Development of colloidal rare-earth arsenites as arsenic trioxide nanoparticle prodrugs (ATONP) for chemotherapy on a patient-derived xenograft model of colorectal cancer
Abstract
Colloidal gadolinium arsenite has been developed as an arsenic trioxide nanoparticle prodrug (ATONP) by our group in the past five years, and it has illustrated to be highly promising for cancer therapy. Here, we systemically synthesized arsenites of all the rare-earth elements, characterized their element-dependant physicochemical properties (composition, morphology, structure, colloidal charge and acidity), investigated their ATO releasing behavior as well as cytotoxicity, and applied them for the chemotherapy of a patient-derived xenograft model of colorectal cancer.

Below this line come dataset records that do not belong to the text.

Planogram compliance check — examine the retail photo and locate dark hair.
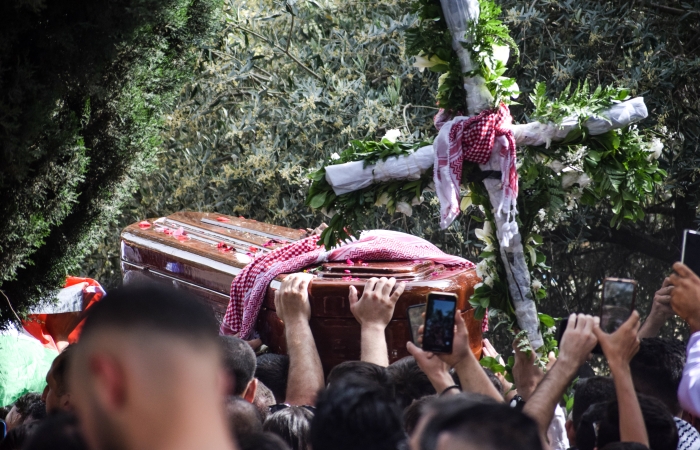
[630,338,685,414]
[219,336,255,395]
[311,375,406,450]
[326,361,394,399]
[226,396,262,438]
[571,377,615,428]
[263,406,314,450]
[420,396,542,450]
[255,353,289,403]
[80,283,219,345]
[0,422,39,450]
[386,356,435,409]
[253,380,277,422]
[23,413,88,450]
[600,442,649,450]
[403,395,438,436]
[482,367,503,395]
[238,433,289,450]
[596,394,678,450]
[51,344,75,397]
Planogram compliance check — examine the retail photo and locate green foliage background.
[83,0,700,342]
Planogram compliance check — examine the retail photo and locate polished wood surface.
[121,212,481,371]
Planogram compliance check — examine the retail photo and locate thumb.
[348,286,358,307]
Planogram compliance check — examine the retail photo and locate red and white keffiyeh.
[433,103,518,229]
[220,230,474,339]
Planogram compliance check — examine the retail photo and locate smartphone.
[600,278,637,333]
[423,292,457,353]
[681,230,700,276]
[406,303,425,347]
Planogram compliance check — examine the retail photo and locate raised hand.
[669,262,700,333]
[275,273,314,323]
[349,278,406,331]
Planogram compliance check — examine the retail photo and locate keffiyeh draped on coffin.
[220,230,474,338]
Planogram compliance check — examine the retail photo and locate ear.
[243,378,258,403]
[88,354,126,410]
[564,419,576,447]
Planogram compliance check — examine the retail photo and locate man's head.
[566,377,615,445]
[597,394,678,450]
[226,396,262,438]
[413,398,542,450]
[41,344,75,413]
[386,356,435,409]
[68,285,230,450]
[630,338,685,415]
[219,336,256,403]
[311,376,405,450]
[255,353,289,403]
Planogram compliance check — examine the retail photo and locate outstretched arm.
[523,314,599,442]
[349,278,406,367]
[275,273,324,405]
[593,311,649,447]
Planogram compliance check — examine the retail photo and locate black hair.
[219,336,255,395]
[253,380,277,422]
[51,344,75,397]
[311,375,406,450]
[386,356,435,409]
[326,361,394,399]
[226,396,263,438]
[238,433,289,450]
[255,353,289,403]
[596,394,678,450]
[0,422,39,450]
[571,377,615,428]
[403,395,438,436]
[23,413,88,450]
[630,338,685,414]
[263,406,314,450]
[600,442,649,450]
[420,395,542,450]
[80,282,219,345]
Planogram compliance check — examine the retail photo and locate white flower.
[476,260,489,280]
[396,202,413,217]
[493,45,510,66]
[647,138,664,161]
[382,128,401,142]
[413,54,447,72]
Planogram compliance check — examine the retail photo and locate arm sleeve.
[678,332,700,416]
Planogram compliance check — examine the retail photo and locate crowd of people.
[0,263,700,450]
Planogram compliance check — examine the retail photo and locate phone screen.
[681,230,700,275]
[423,293,457,353]
[600,278,637,333]
[406,303,425,347]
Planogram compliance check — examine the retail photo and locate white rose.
[382,128,401,142]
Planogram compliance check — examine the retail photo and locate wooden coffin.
[121,212,481,371]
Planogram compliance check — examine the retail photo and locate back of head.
[226,396,263,438]
[24,413,88,450]
[598,394,678,450]
[326,361,394,397]
[263,406,314,450]
[420,399,542,450]
[219,336,255,395]
[630,338,685,415]
[311,375,405,450]
[386,356,435,409]
[255,353,289,403]
[238,433,289,450]
[571,377,615,428]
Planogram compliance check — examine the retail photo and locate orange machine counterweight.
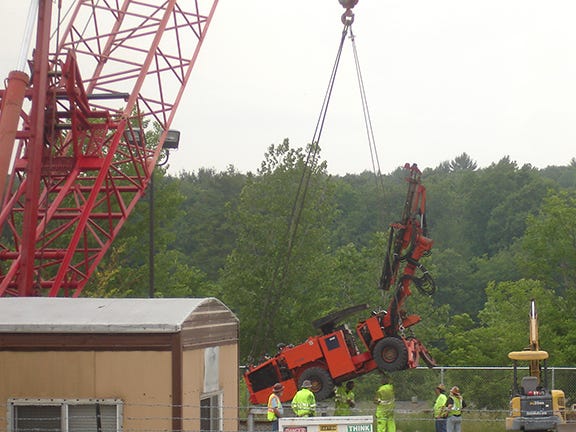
[0,71,30,201]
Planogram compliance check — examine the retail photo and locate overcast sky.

Arsenite colloids of all rare earth elements except those of cerium (Ce) have similar structure, surface charge and stoichiometry ratio between the rare-earth element and arsenic (1 : 0.9–1.2), whereas two dominant morphologies were found. By acting as the prodrugs of arsenic trioxide, they showed similar ATO releasing kinetics against plasma and close cytotoxicity towards the SMMC-7721 liver cancer cell line. Two representative colloidal prodrugs (lanthanide and gadolinium arsenite colloids) were applied in the chemotherapy of a patient-derived colorectal cancer xenograft model, and both ATO prodrugs had a significantly better therapeutic effect than ATO. In addition, they were highly tolerable and showed no significant toxicity. On the other hand, since several rare earth ions act as probe sensitizers (Eu and Tb for luminescence and Gd for MRI) our results may supply a series of functional agents for image-guided chemotherapy.